10.3 Comparing Two Independent Population Proportions

The problem asks for a difference in proportions, making it a test of two proportions.

Let A and B be the subscripts for Medication A and Medication B, respectively. Then, p_A and p_B are the desired population proportions.

Random Variable:

P′_A – P′_B = difference in the proportions of adult patients who did not react after 30 minutes to Medication A and to Medication B.

H₀: p_A = p_B

p_A – p_B = 0

H_a: p_A ≠ p_B

p_A – p_B ≠ 0

The words is a difference tell you the test is two-tailed.

Distribution for the test: Since this is a test of two binomial population proportions, the distribution is normal:

$p_c=\frac{x_A+x_B}{n_A+n_B}=\frac{20+12}{200+200}=0.081–p_c=0.92$

${P^{\prime }}_A–{P^{\prime }}_B~N\left[0,\sqrt{(0.08)(0.92)(\frac{1}{200}+\frac{1}{200})}\right]$

P′_A – P′_B follows an approximate normal distribution.

Calculate the p-value using the normal distribution: p-value = 0.1404.

Estimated proportion for group A: ${p^{\prime }}_A=\frac{x_A}{n_A}=\frac{20}{200}=0.1$

Estimated proportion for group B: ${p^{\prime }}_B=\frac{x_B}{n_B}=\frac{12}{200}=0.06$

Graph:

P′_A – P′_B = 0.1 – 0.06 = 0.04.

Half the p-value is below –0.04, and half is above 0.04.

Compare α and the p-value: α = 0.01 and the p-value = 0.1404. α < p-value.

Make a decision: Since α < p-value, do not reject H₀.

Conclusion: At a 1 percent level of significance, from the sample data, there is not sufficient evidence to conclude that there is a difference in the proportions of adult patients who did not react after 30 minutes to Medication A and Medication B.

This is a test of two population proportions. Let M and F be the subscripts for males and females. Then, p_M and p_F are the desired population proportions.

Random variable:

p′_F − p′_M = difference in the proportions of males and females who sent texts.

H₀: p_F = p_M H₀: p_F – p_M = 0

H_a: p_F < p_M H_a: p_F – p_M < 0

The words less than tell you the test is left-tailed.

Distribution for the test: Since this is a test of two population proportions, the distribution is normal:

$p_c=\frac{x_F+x_M}{n_F+n_M}=\frac{156+183}{2169+2231}=\text{0}\text{.077}$
$1-p_c=0.923$
Therefore,
${p^{\prime }}_F–{p^{\prime }}_M\sim N\left(0,\sqrt{(0.077)(0.923)\left(\frac{1}{2169}+\frac{1}{2231}\right)}\right)$
p′_F – p′_M follows an approximate normal distribution.

Calculate the p-value using the normal distribution:
p-value = 0.1045
Estimated proportion for females: 0.0719
Estimated proportion for males: 0.082

Graph:

Decision: Since α < p-value, do not reject H₀.

Conclusion: At the 1 percent level of significance, from the sample data, there is not sufficient evidence to conclude that the proportion of girls sending texts is less than the proportion of boys sending texts.

This is a test of two population proportions.
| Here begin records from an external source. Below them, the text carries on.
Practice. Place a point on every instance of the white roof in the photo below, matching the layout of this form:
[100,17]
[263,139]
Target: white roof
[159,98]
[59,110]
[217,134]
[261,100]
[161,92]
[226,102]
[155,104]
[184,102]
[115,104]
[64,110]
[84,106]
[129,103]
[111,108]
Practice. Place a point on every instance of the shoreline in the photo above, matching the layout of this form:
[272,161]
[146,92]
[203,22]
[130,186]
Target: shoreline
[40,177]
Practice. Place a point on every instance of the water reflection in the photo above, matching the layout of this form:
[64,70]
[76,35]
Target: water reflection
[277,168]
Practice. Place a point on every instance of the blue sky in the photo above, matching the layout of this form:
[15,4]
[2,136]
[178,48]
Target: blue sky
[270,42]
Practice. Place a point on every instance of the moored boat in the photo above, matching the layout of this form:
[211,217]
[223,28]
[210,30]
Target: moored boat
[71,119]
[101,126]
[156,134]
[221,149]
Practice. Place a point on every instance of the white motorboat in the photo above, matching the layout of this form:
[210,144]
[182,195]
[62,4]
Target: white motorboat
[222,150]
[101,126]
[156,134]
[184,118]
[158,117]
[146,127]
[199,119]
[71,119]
Let W and A be the subscripts for the whites and African Americans. Then, p_W and p_A are the desired population proportions.

Random variable:

p′_W – p′_A = difference in the proportions of Phone A and Phone B users.

H₀: p_W = p_A H₀: p_W – p_A = 0

H_a: p_W > p_A H_a: p_W – p_A > 0

The words more popular indicate that the test is right-tailed.

Distribution for the test: The distribution is approximately normal.

$p_c=\frac{x_W+x_A}{n_W+n_A}=\frac{134+12}{1343+232}=0.0927$

$1-p_c=0.9073$

Therefore,

${p^{\prime }}_W–{p^{\prime }}_A\backsim N\left(0,\sqrt{\left(0.0927\right)\left(0.9073\right)\left(\frac{1}{1343}+\frac{1}{232}\right)}\right)$

${p^{\prime }}_W–{p^{\prime }}_A$ follows an approximate normal distribution.

Calculate the p-value using the normal distribution:

p-value = 0.0077
Estimated proportion for group A: 0.10
Estimated proportion for group B: 0.05

Graph:

Decision: Since α > p-value, reject the H₀.

Conclusion: At the 5 percent level of significance, from the sample data, there is sufficient evidence to conclude that a larger proportion of white cell phone owners use Phone B than African Americans.